2、エチオピア「【ウォルカ】ウレインチニーチャ」フルシティロースト
クリーミーな質感が心地よく、華やかな風味が楽しめます。冷めてくるとほのかにベリー系の果物や白葡萄のようなニュアンスも感じさせ、どこか爽やかな印象をもつコーヒーです。ガルビのもつ果実感の複雑さを一層引き立てています。

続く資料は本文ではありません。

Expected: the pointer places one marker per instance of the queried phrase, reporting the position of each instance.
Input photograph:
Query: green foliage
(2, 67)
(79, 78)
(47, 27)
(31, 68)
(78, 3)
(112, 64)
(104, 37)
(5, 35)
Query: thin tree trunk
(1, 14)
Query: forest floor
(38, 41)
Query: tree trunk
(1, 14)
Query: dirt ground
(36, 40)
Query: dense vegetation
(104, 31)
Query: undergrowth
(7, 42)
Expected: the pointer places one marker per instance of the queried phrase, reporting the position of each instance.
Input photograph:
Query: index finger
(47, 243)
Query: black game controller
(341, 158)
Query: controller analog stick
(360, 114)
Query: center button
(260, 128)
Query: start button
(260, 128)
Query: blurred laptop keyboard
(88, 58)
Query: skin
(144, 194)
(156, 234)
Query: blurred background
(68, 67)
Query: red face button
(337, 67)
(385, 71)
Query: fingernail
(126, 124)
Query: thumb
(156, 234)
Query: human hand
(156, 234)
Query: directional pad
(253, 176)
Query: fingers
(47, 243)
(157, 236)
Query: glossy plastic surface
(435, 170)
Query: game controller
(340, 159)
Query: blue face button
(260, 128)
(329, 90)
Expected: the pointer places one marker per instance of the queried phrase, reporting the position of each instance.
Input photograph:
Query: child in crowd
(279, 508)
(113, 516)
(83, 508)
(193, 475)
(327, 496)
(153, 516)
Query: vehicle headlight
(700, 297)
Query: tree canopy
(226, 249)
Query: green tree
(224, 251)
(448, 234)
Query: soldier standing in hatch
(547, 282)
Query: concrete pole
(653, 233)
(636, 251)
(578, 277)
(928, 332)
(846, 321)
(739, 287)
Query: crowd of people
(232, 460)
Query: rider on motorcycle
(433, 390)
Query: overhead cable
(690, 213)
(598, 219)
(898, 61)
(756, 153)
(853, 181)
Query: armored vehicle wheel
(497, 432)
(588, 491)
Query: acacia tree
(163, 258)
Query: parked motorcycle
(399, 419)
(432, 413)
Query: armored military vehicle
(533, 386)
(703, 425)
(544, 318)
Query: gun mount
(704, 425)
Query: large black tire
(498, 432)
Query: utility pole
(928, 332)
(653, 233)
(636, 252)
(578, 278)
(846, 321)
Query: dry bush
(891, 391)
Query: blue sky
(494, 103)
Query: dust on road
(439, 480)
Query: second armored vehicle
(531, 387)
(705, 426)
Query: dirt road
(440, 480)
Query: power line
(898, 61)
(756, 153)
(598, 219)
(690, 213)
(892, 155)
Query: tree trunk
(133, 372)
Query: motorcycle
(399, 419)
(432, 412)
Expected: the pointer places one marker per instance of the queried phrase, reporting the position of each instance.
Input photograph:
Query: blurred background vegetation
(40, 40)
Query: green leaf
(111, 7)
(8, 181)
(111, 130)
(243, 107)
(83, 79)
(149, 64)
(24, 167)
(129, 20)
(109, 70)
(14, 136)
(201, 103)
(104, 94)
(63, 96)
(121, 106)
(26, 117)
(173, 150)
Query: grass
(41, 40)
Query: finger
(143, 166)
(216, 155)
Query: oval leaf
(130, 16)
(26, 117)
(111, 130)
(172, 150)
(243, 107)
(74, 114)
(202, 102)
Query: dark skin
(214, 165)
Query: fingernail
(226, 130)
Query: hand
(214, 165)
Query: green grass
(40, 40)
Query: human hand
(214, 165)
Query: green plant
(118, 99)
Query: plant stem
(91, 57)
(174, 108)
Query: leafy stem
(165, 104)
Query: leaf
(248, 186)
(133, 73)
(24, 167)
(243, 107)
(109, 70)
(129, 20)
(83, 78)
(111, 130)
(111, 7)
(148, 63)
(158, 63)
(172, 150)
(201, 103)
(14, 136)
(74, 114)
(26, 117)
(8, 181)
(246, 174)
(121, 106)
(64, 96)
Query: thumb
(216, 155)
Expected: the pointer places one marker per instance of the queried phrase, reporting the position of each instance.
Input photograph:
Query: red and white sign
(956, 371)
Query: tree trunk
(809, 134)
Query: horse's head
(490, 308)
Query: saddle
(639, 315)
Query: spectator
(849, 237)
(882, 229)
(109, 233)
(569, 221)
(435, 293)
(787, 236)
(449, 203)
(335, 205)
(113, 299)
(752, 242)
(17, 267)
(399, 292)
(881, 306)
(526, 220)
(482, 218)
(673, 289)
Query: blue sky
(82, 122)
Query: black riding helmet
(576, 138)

3、コスタリカ「【ロス・クレストネス】エル・アルト」フルシティロースト
華やかな香りとヘーゼルナッツのような柔らかな甘み、ミルクチョコレートのような奥行のあるコクが特徴です。ほのかに柑橘果実の風味も感じさせ、深めに焙煎しても重たさを全く感じさせない品の良さを持っています。持ち前の滑らかさと品の良さで個性の強い2つのコーヒーを絶妙なバランスでまとめ上げてくれています。
アートワーク
ハッピーホリデーブレンドと過ごす、少し静かでたのしい時間を描きました。しんしんと雪が降る季節。白く染まる景色の中に浮かび上がるのはあたたかな光が漏れる窓。人々はテーブルを囲み、コーヒーを片手に思い思いの時間を過ごします。いつもはテーブルクロスなんて敷かないけれどこの日はちょっとこだわってみたり、お気に入りのカップを引っ張り出してきたり。日常の延長だけれど、少しだけ贅沢な時間。カップの絵柄は味わいのイメージから感じられる、重層的な果実の風味をひそかに忍ばせました。